Has AI given us ADHD, or have I always had that?

I have been thinking about focus lately.

More specifically, I have been thinking about how hard it is to focus when every idea now feels like something I can actually build, test, write, draw, or explore.

Part of me wonders if AI has made my attention worse. The other part of me wonders if this has always been how my brain worked, and AI just made it more obvious.

post adhd

Honestly, I think it is probably both.

Growing up, I struggled in school unless I cared about the subject. I took special learning classes in elementary school, including reading and math up through fourth grade. I was not the kid who could sit down, focus, and grind through every assignment because someone told me it mattered.

But if the subject was art, history, or something I was genuinely interested in, I could lock in. I could spend hours thinking about it, drawing it, reading about it, or connecting it to some other idea in my head.

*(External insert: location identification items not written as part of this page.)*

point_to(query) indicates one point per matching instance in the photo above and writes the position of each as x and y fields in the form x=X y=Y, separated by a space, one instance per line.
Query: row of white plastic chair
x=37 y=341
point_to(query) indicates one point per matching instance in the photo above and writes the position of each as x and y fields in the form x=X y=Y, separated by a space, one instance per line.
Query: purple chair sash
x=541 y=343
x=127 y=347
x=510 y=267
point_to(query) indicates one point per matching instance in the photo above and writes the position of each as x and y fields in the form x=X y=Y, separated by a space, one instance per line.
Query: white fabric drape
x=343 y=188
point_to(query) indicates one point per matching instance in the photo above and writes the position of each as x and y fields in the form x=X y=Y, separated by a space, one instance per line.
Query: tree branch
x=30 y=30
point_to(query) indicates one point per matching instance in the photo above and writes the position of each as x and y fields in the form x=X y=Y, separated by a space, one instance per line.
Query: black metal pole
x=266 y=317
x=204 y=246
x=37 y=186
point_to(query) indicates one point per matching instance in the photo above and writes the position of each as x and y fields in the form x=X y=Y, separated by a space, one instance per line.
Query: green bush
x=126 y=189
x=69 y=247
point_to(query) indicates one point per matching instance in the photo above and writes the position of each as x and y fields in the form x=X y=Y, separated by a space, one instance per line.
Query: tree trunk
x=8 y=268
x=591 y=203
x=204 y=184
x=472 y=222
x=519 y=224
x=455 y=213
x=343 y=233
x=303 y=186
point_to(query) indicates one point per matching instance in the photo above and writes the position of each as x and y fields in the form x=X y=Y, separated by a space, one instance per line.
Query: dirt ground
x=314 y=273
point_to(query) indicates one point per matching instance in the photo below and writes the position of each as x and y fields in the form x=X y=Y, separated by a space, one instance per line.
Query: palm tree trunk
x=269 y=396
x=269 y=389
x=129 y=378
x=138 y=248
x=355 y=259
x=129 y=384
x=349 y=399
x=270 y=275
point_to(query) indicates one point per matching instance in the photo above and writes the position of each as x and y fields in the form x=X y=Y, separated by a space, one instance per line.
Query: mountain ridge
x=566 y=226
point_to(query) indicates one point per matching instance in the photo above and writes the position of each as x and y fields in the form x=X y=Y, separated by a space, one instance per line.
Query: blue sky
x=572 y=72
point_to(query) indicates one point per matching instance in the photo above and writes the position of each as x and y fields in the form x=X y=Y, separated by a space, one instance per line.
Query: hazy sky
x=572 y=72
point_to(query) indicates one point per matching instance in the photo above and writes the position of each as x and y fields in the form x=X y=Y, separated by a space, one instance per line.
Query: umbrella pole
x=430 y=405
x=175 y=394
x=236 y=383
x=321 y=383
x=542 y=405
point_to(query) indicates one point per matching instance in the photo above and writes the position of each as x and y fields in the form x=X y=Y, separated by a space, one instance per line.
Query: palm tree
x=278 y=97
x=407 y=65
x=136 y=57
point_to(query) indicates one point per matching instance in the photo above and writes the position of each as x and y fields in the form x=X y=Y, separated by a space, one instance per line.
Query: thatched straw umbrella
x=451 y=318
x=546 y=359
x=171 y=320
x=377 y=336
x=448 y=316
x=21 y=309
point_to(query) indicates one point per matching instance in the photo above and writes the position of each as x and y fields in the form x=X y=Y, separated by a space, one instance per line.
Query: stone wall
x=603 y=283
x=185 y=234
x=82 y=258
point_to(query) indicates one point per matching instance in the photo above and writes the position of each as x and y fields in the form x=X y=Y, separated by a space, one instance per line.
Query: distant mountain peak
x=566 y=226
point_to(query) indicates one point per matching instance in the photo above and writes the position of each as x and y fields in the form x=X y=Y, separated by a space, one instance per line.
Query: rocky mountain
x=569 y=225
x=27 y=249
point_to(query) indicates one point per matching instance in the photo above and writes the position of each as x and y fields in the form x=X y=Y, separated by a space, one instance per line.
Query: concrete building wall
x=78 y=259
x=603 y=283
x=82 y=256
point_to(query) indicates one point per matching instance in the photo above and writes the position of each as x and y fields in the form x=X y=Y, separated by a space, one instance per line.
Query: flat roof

That pattern has followed me into adulthood.

I can focus. I can focus very intensely. But it usually has to be something that pulls me in.

Then AI showed up.

When I first started using ChatGPT a couple years ago, I noticed that I was asking questions differently than I did with Google. Search engines were usually about finding an answer. ChatGPT felt more like opening a door.

I could ask a question, then ask a better question, then follow a weird thread, then compare ideas, then turn that into a plan. I could explore topics in a way that felt closer to how my brain already worked.

Then tools like Claude came along. Then Claude Code. And that changed things again.

Now the idea is not just something I think about. It can become something I start building.

That sounds great, and in a lot of ways it is. But it also creates a new kind of problem.

I can have seven to ten AI projects floating around in my head at the same time. Some are practical. Some are weird. Some are half-built. Some probably should have stayed as notes in a folder.

Meanwhile, during the actual workday, I am still jumping between client meetings, website designs, proposals, image cleanup, content strategy, accessibility reviews, and all the normal things that come with running a business.

So now my brain has its regular work, plus this extra layer of AI possibility sitting on top of it.

That is where it gets tricky.

AI makes it easier to move fast. It also makes it easier to move sideways.

You can start with one useful task and end up three hours later with a prototype for an app, a rewritten blog post, a fantasy game concept, a cleaned-up vector image, and a list of ideas for something you never planned to work on.

Some of that is fun. Some of it is productive. Some of it is probably avoidance wearing a very convincing costume.

I do not think AI gave me ADHD. I am not even saying I have ADHD in any formal sense. But I do think AI has amplified the way my attention already works.

It rewards curiosity. It rewards jumping between ideas. It rewards asking one more question. It rewards starting.

It does not automatically reward finishing.

That is the part I am trying to pay more attention to.

Because the real value is not in having 40 ideas. I have always had ideas. The value is in choosing which ones deserve time, which ones are distractions, and which ones need to sit quietly until later.

AI has made me more capable. It has also made me more scattered.

Maybe that is the tradeoff.

Or maybe it is just a reminder that tools do not fix focus. They give you more leverage. What you aim that leverage at still matters.

Anywho, just a thought I wanted to get out there.